Yahoo has a new (to me) Content Analysis API which can perform text analysis on some text or a URL. I read about it this evening on ProgrammableWeb and had to try it out.

Its limited to 5,000 API calls per 24 hour period per IP Address, thats about enough leg room to try it out with some PHP code.

Below is some PHP code if anyone would like to use it to get started. Its very basic but helps show what the API can do.

Given a string of text, it can pick out words or statements (such as ‘Computer programming’ in the example) and provide a category for the content it understands with a score, with links to Wikipedia.

It shows the words it has found and the start and end character numbers. It even provides related links for that terms. It can spot peoples names too and link to Wiki articles about that person.

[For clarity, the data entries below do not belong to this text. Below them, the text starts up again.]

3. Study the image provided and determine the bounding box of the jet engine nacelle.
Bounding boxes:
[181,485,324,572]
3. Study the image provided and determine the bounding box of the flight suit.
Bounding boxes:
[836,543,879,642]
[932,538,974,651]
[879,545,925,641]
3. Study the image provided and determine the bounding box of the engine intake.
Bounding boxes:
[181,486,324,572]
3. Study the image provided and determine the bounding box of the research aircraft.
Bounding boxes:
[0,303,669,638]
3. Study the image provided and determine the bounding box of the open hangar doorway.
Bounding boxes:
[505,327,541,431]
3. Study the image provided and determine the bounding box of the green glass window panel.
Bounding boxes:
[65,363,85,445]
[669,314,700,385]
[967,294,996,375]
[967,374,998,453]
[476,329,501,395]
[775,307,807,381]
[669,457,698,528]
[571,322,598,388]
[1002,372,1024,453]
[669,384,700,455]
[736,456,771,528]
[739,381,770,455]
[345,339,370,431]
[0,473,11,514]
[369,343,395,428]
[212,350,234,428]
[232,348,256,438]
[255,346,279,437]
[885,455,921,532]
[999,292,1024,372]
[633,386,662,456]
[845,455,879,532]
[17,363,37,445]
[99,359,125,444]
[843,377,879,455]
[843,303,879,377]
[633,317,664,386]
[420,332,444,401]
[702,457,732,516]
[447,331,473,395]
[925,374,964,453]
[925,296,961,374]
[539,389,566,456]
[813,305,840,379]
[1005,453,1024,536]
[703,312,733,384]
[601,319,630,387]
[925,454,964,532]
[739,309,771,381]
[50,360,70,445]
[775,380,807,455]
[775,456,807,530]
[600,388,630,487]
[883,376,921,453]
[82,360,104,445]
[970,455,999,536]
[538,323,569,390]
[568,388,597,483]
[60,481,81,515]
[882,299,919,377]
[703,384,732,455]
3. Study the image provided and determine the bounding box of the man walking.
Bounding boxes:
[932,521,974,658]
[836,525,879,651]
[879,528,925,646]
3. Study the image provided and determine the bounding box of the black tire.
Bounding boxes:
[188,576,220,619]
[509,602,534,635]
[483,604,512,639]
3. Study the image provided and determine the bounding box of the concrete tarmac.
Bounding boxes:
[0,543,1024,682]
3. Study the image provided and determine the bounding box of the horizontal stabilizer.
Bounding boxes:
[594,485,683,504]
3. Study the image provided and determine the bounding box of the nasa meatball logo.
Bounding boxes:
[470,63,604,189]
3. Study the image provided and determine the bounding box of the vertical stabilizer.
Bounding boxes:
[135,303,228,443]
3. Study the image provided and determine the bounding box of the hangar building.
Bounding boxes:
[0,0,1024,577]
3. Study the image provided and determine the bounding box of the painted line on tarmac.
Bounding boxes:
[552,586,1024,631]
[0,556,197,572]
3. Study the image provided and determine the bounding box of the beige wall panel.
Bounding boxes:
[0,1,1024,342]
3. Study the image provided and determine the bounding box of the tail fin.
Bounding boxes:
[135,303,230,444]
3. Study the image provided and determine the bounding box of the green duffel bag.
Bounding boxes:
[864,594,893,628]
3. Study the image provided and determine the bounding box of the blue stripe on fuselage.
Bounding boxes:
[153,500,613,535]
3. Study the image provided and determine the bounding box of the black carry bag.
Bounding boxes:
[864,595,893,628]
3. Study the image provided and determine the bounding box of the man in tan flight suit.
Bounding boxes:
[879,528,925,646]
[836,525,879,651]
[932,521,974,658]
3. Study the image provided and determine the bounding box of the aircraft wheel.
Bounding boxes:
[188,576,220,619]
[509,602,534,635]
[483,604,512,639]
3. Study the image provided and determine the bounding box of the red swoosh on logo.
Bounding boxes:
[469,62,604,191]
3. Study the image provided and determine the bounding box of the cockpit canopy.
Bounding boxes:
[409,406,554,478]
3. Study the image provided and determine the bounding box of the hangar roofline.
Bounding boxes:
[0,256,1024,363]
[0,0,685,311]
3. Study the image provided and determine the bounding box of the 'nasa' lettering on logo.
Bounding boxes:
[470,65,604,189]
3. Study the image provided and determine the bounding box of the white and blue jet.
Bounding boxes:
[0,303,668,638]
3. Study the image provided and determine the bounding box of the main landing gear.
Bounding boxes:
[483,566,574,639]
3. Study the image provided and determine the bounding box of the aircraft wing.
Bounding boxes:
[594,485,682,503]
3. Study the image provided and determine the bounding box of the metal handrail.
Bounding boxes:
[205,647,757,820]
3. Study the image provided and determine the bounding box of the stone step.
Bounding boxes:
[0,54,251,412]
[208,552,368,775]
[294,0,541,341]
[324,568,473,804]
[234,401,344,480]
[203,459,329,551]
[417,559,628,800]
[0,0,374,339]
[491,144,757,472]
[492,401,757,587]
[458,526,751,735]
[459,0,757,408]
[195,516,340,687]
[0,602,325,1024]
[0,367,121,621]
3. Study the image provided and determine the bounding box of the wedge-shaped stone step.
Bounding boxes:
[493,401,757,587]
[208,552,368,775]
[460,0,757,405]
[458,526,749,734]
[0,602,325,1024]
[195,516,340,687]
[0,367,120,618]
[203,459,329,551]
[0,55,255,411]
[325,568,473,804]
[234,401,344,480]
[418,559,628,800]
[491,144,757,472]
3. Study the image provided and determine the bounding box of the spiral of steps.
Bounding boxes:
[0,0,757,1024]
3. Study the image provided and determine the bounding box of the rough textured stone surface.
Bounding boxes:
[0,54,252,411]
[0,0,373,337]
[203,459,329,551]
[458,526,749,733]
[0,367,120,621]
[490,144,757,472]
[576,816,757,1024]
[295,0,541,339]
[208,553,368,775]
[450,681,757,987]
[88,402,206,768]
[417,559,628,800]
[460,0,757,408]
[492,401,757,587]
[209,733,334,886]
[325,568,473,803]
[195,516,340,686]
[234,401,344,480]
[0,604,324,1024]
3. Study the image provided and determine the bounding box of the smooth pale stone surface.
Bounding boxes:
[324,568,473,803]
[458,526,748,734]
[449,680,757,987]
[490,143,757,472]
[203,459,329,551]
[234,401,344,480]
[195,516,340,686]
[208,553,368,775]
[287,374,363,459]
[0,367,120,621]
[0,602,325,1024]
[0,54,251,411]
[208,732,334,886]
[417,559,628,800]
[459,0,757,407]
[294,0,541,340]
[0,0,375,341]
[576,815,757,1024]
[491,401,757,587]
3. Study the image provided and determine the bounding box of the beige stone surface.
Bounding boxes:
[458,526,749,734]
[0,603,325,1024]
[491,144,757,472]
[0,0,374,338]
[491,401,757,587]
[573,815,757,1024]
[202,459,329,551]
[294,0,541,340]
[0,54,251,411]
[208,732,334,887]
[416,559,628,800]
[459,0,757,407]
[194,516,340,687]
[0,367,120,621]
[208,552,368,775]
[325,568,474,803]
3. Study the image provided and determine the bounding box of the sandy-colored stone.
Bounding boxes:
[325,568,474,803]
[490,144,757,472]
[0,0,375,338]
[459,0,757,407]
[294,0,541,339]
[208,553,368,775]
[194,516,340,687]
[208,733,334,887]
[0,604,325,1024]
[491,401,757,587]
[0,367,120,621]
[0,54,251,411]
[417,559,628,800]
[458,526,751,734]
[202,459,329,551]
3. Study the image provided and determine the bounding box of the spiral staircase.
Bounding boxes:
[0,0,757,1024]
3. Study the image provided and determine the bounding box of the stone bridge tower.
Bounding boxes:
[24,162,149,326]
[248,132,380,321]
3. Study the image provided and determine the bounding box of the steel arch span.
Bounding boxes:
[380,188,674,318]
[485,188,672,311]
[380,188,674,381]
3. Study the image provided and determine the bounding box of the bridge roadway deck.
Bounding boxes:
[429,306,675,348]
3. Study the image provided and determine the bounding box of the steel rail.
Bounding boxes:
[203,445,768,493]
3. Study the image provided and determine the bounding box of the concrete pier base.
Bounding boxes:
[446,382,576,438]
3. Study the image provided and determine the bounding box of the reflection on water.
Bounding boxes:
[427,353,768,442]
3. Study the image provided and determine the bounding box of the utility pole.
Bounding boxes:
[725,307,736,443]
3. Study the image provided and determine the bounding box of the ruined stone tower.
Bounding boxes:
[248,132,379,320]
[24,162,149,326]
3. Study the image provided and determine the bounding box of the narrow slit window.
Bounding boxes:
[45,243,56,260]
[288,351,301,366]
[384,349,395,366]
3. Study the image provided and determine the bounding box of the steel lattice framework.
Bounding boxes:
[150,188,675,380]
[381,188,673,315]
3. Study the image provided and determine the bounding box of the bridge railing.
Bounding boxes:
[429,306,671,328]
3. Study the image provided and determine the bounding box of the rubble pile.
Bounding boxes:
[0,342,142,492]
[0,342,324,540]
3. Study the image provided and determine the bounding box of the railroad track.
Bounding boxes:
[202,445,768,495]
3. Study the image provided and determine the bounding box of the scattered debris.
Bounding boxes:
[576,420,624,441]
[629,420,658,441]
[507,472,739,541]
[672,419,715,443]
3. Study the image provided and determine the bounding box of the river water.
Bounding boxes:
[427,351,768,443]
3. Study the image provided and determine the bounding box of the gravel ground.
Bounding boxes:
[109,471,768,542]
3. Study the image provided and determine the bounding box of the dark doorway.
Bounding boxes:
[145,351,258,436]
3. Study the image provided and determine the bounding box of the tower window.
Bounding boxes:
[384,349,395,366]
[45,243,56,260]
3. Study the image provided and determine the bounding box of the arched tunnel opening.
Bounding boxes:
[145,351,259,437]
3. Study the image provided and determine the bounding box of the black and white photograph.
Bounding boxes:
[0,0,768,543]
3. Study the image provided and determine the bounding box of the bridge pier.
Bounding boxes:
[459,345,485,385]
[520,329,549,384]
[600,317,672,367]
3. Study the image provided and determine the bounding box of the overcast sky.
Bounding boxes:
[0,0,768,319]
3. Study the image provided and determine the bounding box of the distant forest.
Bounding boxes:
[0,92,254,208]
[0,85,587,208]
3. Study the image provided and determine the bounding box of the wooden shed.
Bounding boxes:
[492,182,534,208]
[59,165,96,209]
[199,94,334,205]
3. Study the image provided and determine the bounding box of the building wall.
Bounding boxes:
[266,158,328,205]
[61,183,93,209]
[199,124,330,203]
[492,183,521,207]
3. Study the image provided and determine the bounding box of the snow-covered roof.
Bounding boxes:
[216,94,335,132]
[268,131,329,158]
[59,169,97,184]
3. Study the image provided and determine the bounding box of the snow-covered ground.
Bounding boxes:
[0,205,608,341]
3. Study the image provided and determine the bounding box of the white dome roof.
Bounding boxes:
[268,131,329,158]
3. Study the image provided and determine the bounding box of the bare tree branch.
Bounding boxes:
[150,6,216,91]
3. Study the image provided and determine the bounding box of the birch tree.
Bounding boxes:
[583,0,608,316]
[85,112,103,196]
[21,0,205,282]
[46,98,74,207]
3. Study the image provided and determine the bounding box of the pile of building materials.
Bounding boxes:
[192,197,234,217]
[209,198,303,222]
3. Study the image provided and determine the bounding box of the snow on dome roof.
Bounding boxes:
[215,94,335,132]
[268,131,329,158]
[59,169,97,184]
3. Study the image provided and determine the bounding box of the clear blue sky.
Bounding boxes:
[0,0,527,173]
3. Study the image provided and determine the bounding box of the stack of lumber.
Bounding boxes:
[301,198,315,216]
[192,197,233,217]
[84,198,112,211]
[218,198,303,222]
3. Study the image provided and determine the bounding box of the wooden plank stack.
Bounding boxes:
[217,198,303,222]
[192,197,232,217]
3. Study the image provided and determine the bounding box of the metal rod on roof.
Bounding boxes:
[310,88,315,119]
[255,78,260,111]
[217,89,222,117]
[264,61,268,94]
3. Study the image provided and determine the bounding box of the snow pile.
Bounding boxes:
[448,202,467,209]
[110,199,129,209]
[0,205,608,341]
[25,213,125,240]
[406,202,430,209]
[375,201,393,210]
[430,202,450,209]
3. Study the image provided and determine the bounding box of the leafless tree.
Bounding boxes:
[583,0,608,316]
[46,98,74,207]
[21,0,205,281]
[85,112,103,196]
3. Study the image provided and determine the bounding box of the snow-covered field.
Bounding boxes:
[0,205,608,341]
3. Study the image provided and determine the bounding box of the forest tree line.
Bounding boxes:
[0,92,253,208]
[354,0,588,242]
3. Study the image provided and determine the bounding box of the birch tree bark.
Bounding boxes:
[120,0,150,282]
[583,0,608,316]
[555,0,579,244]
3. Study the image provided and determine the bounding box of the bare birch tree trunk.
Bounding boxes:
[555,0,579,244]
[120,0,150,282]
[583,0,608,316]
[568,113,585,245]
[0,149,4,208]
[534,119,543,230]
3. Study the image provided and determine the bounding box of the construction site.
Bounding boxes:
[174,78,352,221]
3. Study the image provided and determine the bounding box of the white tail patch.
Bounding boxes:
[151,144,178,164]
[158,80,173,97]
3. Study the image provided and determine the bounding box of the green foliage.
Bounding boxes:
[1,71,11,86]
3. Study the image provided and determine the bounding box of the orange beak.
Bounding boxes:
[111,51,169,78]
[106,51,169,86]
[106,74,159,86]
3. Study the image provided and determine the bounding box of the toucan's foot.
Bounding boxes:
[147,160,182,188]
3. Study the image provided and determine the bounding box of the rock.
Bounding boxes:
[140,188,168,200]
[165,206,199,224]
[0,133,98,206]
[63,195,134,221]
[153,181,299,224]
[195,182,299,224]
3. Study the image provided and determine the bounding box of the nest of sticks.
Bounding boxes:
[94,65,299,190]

I’m only scratching the surface but I can think of some cool usages for this in other applications. Sign in on theĀ http://developer.yahoo.com/contentanalysis/ page with your Yahoo ID and definitely try out the Console for testing Queries.

/**
* Function to use Yahoo to analyse some simple text
* @param String $text
* @param String $format
* @return String $content
*/
function yahoo_content_analysis($text, $format=’json’)
{
$url = “http://query.yahooapis.com/v1/public/yql”;

$query = ‘SELECT * FROM contentanalysis.analyze WHERE text = “‘ . $text . ‘”‘;

$characters = array(’ ‘, ‘=’, ‘”‘);
$replacements = array(’%20′, ‘%3D’, ‘%22′);

$query = str_replace($characters, $replacements, $query);

$ch = curl_init();
curl_setopt($ch, CURLOPT_URL, $url);
curl_setopt($ch, CURLOPT_POST, 1);
curl_setopt($ch, CURLOPT_POSTFIELDS, “q=$query&format=$format”);
curl_setopt($ch, CURLOPT_RETURNTRANSFER, true);
curl_setopt($ch, CURLOPT_AUTOREFERER, true);
$response = curl_exec($ch);
$headers = curl_getinfo($ch);
curl_close($ch);

return $response;
}

// Text taken from wikipedia
$text = ‘Computer programming (often shortened to programming or coding) is the process of designing, writing, testing, debugging, and maintaining the source code of computer programs.’;

$response = yahoo_content_analysis($text);

echo $response; // json